Google confidently stated the trend of declining paid-click growth rate is not macroeconomic. Google CEO Eric Schmidt explained several factors affecting the reported number of paid-clicks including, improved quality of reporting measures; timing of deals, partner activity and product rollout; and maturity of the U.S. market. For one, Google added many partners to AdSense last year which boosted the growth rate of clicks, but Google has not added as many partners this year. Two, Google says it has been working on cleaning up its AdSense for Domains program. There have been several complaints of Google billing advertisers for 'fake clicks' under this program. Three, Google did not deny that advertising rates had risen as a result of quality improvements.

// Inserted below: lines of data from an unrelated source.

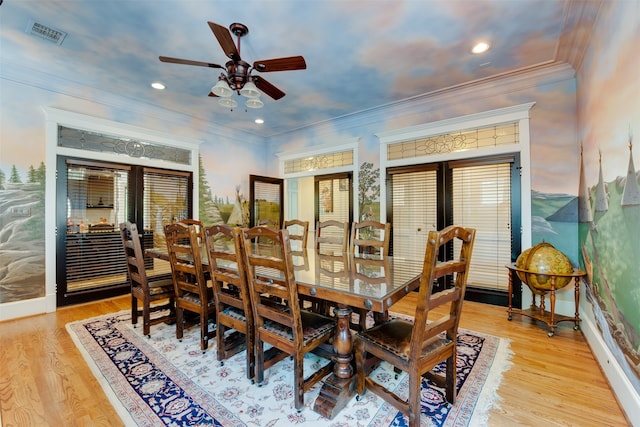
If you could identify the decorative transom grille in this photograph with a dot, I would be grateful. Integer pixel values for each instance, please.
(322, 161)
(92, 141)
(465, 140)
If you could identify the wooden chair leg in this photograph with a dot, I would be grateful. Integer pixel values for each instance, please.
(298, 370)
(259, 361)
(134, 310)
(450, 387)
(146, 318)
(360, 374)
(251, 355)
(415, 382)
(179, 322)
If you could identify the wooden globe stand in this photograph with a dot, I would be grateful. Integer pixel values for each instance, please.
(539, 312)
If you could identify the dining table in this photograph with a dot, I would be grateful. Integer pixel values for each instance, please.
(346, 283)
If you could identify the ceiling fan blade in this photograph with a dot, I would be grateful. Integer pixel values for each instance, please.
(268, 88)
(189, 62)
(281, 64)
(226, 42)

All in all, a declining growth rate for paid clicks does not necessarily impact revenue growth. What IDC believes shareholders should be concerned about however is Google's continuing dependence on search ads. Strategically, we see stronger growth in display, rich-media and video ads in the future. Google claimed that they are working to roll out more display ads on YouTube and social networking sites such as Orkut and MySpace. Still, perhaps more than 95% of Google's ad revenue currently comes from search. IDC is not seeing the progress expected of monetizing the large ad inventory of social media sites like YouTube, Orkut, MySpace, Blogger and others on the Google network. Google remains optimistic, claiming that it is applying new technologies such as Analytics and the Conversion Optimizer demographic targeting to its social networking sites to enhance advertising, but IDC feels Google is slow to build the advertiser ecosystem here. Google admits that its acquisition of Doubleclick has not significantly contributed to revenue in Q108, and IDC believes Doubleclick is too small of a network to have a meaningful impact in the next three quarters.

Google gave the excuse during Thursday's earnings call that it takes time for advertisers to realize the value its social networking sites offer. IDC is inclined to disagree with Google's statement. We believe it's the lack of brand safety that discourages brand advertisers from running ads against user generated content, an issue that is not going to go away anytime soon for orkut and YouTube. YouTube, just by its nature, will most likely always have some degree of illicit and stolen copyrighted material. YouTube faces two major lawsuits from Viacom and now France's largest commercial broadcaster TF1 for profiting from clips illegally uploaded on YouTube from these companies by users.

Even with its challenges, Google is reporting great revenue numbers for the preceding quarter, growing 14 times as fast as the overall economy. Not only is this good news for Google, but also for the Internet advertising sector at large. It indicates that the Internet will be resilient even in a weakened economy. Even if there is a pullback in overall advertising spend, IDC believes Internet advertising will continue to grow with advertisers shifting money from traditional media to new media.